Theme 4: Shock and Risk Measures #
This collection of Jupyter notebooks introduces quantamental indicators of financial markets shocks and risk measures.
Shocks refer to daily information states of changes in uncertainty or risk aversion. Risk measures refer to daily information states of the magnitude of uncertainty and risk aversion. Unlike economic trends or balance sheets, these data are mainly based on market prices. However, they have macro implications. Examples include realized return volatility across asset classes, volatility risk premia, and tail risk premia.
For the purpose of building trading factors shocks and risk measures are often complementary building blocks to economic information. For example, currency areas with weak external and financial balance sheets are often more susceptible to rising risk metrics in global credit and commodity markets.
Indicators are organized in categories, i.e. panels of one type of indicator over as many currency areas or markets as are available.
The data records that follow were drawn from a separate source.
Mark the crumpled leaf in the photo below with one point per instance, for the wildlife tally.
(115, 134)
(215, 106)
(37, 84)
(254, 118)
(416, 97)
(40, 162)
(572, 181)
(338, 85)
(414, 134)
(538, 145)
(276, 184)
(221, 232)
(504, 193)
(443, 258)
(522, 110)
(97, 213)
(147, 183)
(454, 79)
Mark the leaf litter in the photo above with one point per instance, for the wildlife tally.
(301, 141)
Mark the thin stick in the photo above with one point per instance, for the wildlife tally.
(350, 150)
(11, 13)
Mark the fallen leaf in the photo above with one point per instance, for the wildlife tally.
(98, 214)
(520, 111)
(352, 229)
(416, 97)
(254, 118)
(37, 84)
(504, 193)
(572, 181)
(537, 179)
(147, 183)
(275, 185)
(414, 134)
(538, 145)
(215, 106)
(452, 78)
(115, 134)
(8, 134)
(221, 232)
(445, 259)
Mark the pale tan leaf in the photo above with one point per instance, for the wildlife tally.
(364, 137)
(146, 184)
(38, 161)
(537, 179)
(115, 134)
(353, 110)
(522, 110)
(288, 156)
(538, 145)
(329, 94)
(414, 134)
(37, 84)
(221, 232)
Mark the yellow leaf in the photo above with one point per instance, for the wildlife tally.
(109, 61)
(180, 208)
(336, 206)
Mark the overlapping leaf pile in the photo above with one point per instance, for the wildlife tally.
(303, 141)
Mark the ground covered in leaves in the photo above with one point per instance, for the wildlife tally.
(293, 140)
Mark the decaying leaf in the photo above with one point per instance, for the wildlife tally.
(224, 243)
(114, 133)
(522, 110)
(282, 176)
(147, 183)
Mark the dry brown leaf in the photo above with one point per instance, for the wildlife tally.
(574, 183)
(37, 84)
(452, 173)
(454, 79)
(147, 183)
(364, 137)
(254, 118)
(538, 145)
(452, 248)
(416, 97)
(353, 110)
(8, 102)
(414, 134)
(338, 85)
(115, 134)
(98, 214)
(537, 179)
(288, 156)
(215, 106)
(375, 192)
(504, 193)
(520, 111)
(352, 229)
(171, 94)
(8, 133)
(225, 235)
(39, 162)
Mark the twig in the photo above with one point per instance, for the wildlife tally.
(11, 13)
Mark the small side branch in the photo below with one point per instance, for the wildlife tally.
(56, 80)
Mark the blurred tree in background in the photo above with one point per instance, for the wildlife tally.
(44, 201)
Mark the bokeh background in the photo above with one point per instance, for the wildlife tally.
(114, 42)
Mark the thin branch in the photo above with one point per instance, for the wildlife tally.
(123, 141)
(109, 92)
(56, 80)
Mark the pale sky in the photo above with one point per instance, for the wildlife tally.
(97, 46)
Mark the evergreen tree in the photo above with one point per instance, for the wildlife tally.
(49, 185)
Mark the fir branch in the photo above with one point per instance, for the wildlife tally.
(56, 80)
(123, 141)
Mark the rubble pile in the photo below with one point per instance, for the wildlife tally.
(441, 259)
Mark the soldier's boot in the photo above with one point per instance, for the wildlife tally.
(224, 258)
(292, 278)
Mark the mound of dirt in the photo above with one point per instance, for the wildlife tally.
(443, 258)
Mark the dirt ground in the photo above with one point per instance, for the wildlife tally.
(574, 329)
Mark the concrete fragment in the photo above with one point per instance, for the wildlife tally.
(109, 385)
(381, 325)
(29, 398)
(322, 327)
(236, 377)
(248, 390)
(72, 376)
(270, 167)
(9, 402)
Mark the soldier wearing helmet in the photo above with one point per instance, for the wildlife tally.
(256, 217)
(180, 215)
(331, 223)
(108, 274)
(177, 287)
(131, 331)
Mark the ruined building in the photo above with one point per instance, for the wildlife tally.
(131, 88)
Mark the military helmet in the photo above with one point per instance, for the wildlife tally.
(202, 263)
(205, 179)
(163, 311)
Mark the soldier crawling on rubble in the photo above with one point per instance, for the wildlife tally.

Then the categories are grouped by similarity and each group is presented in a notebook.
The notebooks define and document the categories, describe their panels of time series, and provide some examples to illustrate their relevance for trading and algorithmic strategies. Most importantly, the notebooks are downloadable and can be used as a basis for exploring the respective categories interactively and relating them to generic financial returns with a few lines of Python code. All notebooks use the Macrosynergy Python package of standard functions for downloading, plotting, and analyzing data in standard JPMaQS format.